TEL AVIV - Il governo israeliano non riconosce la riconciliazione tra Hamas e Fatah e non «intraprenderà negoziati con un governo palestinese che si appoggi su Hamas, una organizzazione terroristica che invoca la distruzione di Israele». Lo ha ribadito l'esecutivo del premier Benyamin Netanyahu che oggi si è riunito a Gerusalemme per esaminare il recente accordo tra le due fazioni palestinesi.

Il giudizio negativo di oggi potrà essere modificato solo se si realizzeranno alcune condizioni che Israele ritiene indispensabili. Al primo posto è che «Hamas deve riconoscere Israele e cessare il terrorismo, secondo le condizioni poste dal Quartetto».

Inoltre, Hamas deve cedere le armi e restituire «i corpi dei militari caduti a Gaza, nonché i civili lì trattenuti». L'Autorità nazionale palestinese (Anp), per Israele, deve poi avere «un controllo completo di sicurezza a Gaza, inclusi i valichi, e impedire il contrabbando».

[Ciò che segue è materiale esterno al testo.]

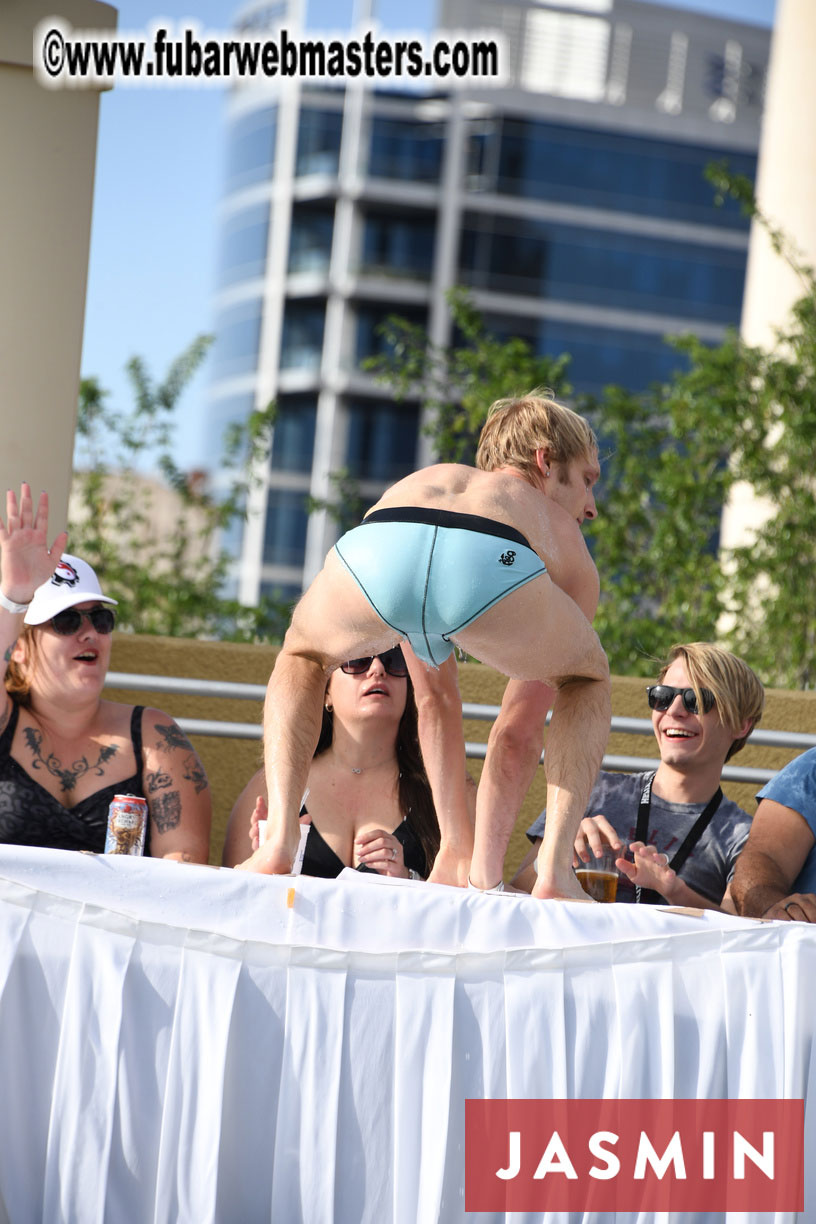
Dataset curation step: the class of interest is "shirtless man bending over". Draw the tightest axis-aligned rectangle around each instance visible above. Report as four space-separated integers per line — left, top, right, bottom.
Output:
246 394 610 898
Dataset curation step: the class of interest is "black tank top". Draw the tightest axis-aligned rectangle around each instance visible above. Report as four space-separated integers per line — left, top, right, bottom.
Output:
0 701 150 854
301 808 428 880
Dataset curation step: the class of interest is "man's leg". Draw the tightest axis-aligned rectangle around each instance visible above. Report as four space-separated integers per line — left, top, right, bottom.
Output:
458 577 610 898
402 641 473 889
532 670 612 900
470 681 555 889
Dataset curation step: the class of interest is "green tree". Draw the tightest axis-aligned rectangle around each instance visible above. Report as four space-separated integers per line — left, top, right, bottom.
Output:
69 337 290 641
365 289 573 463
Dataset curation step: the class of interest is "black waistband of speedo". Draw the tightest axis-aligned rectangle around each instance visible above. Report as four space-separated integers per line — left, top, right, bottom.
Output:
362 506 530 548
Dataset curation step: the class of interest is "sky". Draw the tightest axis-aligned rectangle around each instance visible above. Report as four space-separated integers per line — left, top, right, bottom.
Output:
78 0 774 469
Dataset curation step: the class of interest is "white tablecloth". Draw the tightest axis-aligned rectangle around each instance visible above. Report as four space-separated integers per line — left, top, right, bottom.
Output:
0 847 816 1224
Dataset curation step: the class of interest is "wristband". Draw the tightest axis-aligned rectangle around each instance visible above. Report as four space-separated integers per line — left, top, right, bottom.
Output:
0 590 31 612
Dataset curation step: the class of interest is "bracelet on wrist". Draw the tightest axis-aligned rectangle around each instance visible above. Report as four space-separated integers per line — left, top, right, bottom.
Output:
0 590 31 612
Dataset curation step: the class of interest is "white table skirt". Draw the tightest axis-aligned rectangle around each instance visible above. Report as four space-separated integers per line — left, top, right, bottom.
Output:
0 847 816 1224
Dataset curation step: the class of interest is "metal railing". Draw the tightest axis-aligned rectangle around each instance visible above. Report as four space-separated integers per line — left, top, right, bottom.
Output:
105 672 816 786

Altra condizione posta da Israele è che l'Anp continui «a neutralizzare le infrastrutture terroristiche di Hamas in Cisgiordania» e che Hamas sia «separato dall'Iran». Infine, «il flusso di fondi e di materiale umanitario verso Gaza dovrà passare solo attraverso l'Anp e i suoi apparati». Nella riunione di governo, secondo i media, Netanyahu ha detto ai suoi ministri che pur non riconoscendo la riconciliazione tra Fatah (che è il partito di Abu Mazen, presidente dell'Anp) e Hamas, non romperà tuttavia le relazioni con l'Autorità palestinese.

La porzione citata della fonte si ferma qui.